DNA cassettes were generated using the homologous recombination technique to delete targeted genes. Approximately 1 kb of the 5′-flanking sequence and 3′-flanking sequence were amplified using primer pairs LF/LR and RF/RR from the template M. acridum Genomic DNA. These sequences were then cloned into the EcoRI/BamHI and XbaI/SacI restricted plasmid pDHt-Bar, respectively. The Bar resistance cassette, which confers resistance to bialaphos, was used as a selection marker for fungal transformation. The plasmids pDHt-Bar-MAC_04525, pDHt-Bar-MAC_07470, pDHt-Bar-MAC_05852, and pDHt-Bar-06277 were transformed into WT M. acridum strain, respectively, using A. tumefaciens mediated transformation. Transformants were screened on a Czapek-Dox medium containing 500 μg/mL Glufosinate ammonium (MedChemExpress, HY-W019870) and 250 μg/mL cefpirome (Mreda, M137862-5G). RT-PCR were used to verify the homologous integration of the resistance cassettes and the absence of genes. The primer pair gDNA-F/gDNA-R (Table S4) was used to verify the deletion of genomic DNA, while the primer pair V-F/V-R (Table S4) was used to verify the correct insertion of Bar in fungal genomes.

Virulence assays

For injection assays, conidiospores of the WT, ΔMaCFEM1, and OE-MaCFEM1 strains were harvested from ¼SDAY agar plates and diluted to a final concentration of 1 × 106 conidiospores/mL in 0.1% Tween-80 solution. Five μL of the fungal suspensions were injected into fifth-instar locust nymphs. For topical infection assays, conidiospores were diluted to a final concentration of 1 × 108 conidiospores/mL. A 2.5 μL conidial suspension containing 1 × 108 conidia/mL was applied to the head-thorax junction of locusts. Locusts treated with 0.1% Tween-80 solution were used as the control. More than 30 locusts were used for each treatment. Insect mortality was recorded every 12 h. The experiments were repeated at least twice. The median lethal time (LT50) of each strain was calculated using Kaplan–Meier analysis, and the survival dynamics were compared using the log-rank test.

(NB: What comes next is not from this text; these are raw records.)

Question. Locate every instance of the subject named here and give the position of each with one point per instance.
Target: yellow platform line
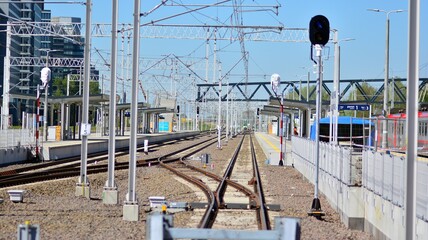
(269, 142)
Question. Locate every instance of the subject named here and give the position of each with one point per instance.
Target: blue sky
(361, 58)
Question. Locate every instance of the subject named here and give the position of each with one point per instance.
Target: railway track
(227, 195)
(71, 167)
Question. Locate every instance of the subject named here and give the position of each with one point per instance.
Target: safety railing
(10, 138)
(337, 161)
(384, 175)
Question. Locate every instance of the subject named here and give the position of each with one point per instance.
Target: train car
(356, 132)
(397, 136)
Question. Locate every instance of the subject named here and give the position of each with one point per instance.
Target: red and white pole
(37, 121)
(281, 133)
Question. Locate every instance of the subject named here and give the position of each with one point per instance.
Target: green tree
(59, 87)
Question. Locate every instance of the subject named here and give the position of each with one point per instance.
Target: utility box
(16, 195)
(28, 231)
(157, 201)
(206, 158)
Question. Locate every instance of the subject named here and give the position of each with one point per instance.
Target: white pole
(412, 121)
(6, 80)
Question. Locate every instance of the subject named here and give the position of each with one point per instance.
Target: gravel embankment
(61, 215)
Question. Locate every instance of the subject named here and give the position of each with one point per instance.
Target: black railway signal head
(319, 30)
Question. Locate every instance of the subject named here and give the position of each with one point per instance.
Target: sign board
(86, 129)
(163, 126)
(356, 107)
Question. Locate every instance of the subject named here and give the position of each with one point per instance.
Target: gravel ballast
(61, 215)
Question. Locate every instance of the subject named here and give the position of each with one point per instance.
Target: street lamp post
(385, 84)
(45, 76)
(276, 83)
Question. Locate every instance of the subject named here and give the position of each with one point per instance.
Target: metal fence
(337, 161)
(10, 138)
(384, 174)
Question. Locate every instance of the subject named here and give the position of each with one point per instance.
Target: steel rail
(69, 171)
(262, 212)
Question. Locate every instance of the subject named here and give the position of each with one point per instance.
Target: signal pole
(319, 32)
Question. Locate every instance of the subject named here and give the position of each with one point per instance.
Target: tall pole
(45, 109)
(316, 204)
(281, 131)
(6, 80)
(37, 120)
(131, 208)
(110, 195)
(412, 120)
(85, 128)
(385, 83)
(227, 111)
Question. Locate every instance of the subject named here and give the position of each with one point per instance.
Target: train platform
(52, 150)
(270, 144)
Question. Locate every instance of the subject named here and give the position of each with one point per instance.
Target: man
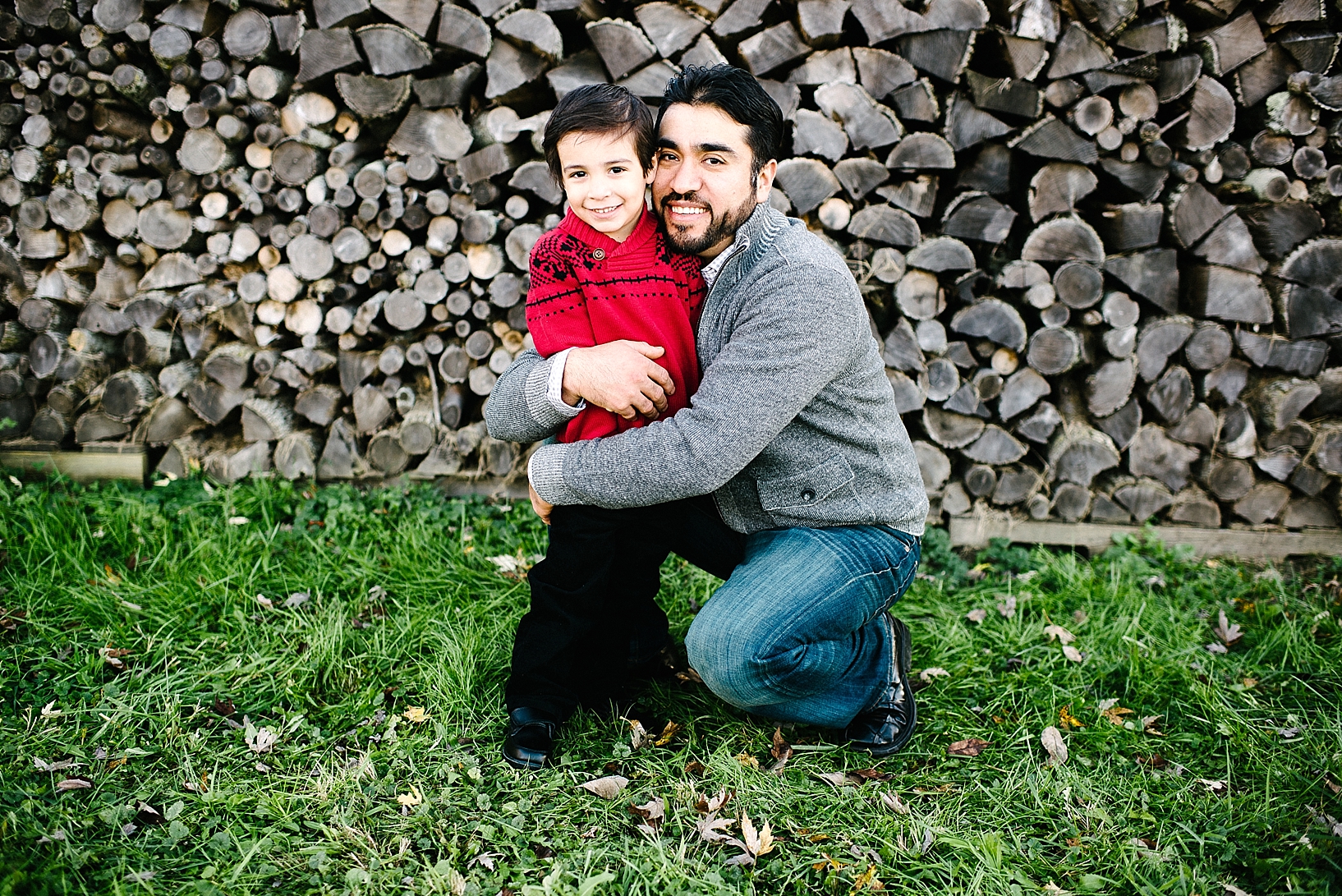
(816, 501)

Bacterial single colonies were selected and grown overnight in LB at 37 °C while shaking at 200 rpm. The overnight cultures of P. mirabilis, E. faecalis, E. hormaechei, K. aerogenes, and E. gallinarum were resuspended to 108 CFU/mL in ultrapure water (Milli-Q). W. confusa was harvested from MRS medium and diluted in ultrapure water (Milli-Q) to a final concentration of 108 CFU/mL. Five μL of the bacterial suspensions was injected into fifth-instar nymphs of locusts. Control larvae were treated with ultrapure water (Milli-Q). Control and treated larvae were placed in an incubator and incubated at 30 °C. The number of dead insects was recorded every 12 h. The survival dynamics were compared by log-rank test.

Subcellular localization of MaCFEM1

The subcellular localization of MaCFEM1 was determined in the constitutive overexpression strain in which the MaCFEM1 was fused with a GFP gene. The GFP was inserted in MaCFEM1 between the signal peptide and the CFEM domain to achieve GFP-MaCFEM1 fusion. The PgpdA promoter from Aspergillus Niger was chosen and adapted for M. acridum to control the constitutive expression of MaCFEM1. Subcellular localization of GFP-MaCFEM1 was examined using Olympus SpinSR fluorescent microscopy (Olympus, Tokyo, Japan).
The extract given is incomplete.